With this as the backdrop, here are four tips that will help you make more money in the long run, but with less work than you’re doing now.
1. With trading, less is more
You may hear tales of fellow traders scoring big gains in short periods of time. Just know that these success stories, if they’re true, are the exception to the norm. Although the estimates vary a bit from one source to the next, about 90% of traders — so-called pattern day-traders, mostly — lose money from their trading activities.
Why don’t you hear about this majority of people? Brokerage firms certainly don’t want to frighten prospective customers off, but it’s not a particularly beneficial truth for the investment media industry either. Perception is powerful, even if the scary statistic is misleading in itself.
The simple solution is, don’t try to outmaneuver the market. Most of your gains should come from riding the market’s long-term rising tide.
2. Don’t sweat P/E ratios too much
The logic is sound enough. The amount of money you’re putting at risk investing in a company’s stock should be weighed against that company’s current and potential per-share profits. The lower the price-to-earnings comparison (or P/E ratio), the more bang you’re getting for your buck.
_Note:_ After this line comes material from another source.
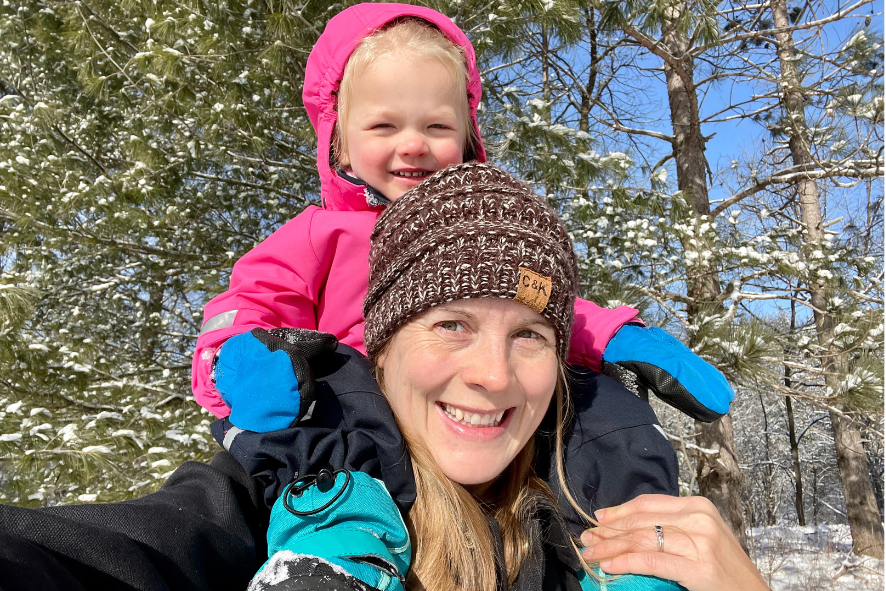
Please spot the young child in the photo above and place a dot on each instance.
(399, 108)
The fact is, however, there’s very little correlation between low P/E ratios and a stock’s performance. Low-cost stocks tend to remain low-cost stocks, and relatively expensive stocks generally remain expensive.
That’s not to suggest investors should never think about valuations. But a high valuation isn’t always a dealbreakers.
Fun fact: In his book How to Make Money in Stocks, William J. O’Neil (of Investors Business Daily fame) lays out seven tested and proven criteria for picking winners. Not one of these seven standards considers an earnings-based valuation.
3. Think of your portfolio as a whole
While not without its ups and downs, NVIDIA (NASDAQ:NVDA) has been a big winner of late. Ditto for rival Advanced Micro Devices (NASDAQ:AMD). Even shares of Intel (NASDAQ:INTC) have pushed past the company’s foundry challenges to dish out gains; the stock just hit a record high. Investors would have done well with any of them.
That doesn’t mean an investor should own all of them at the same time, though.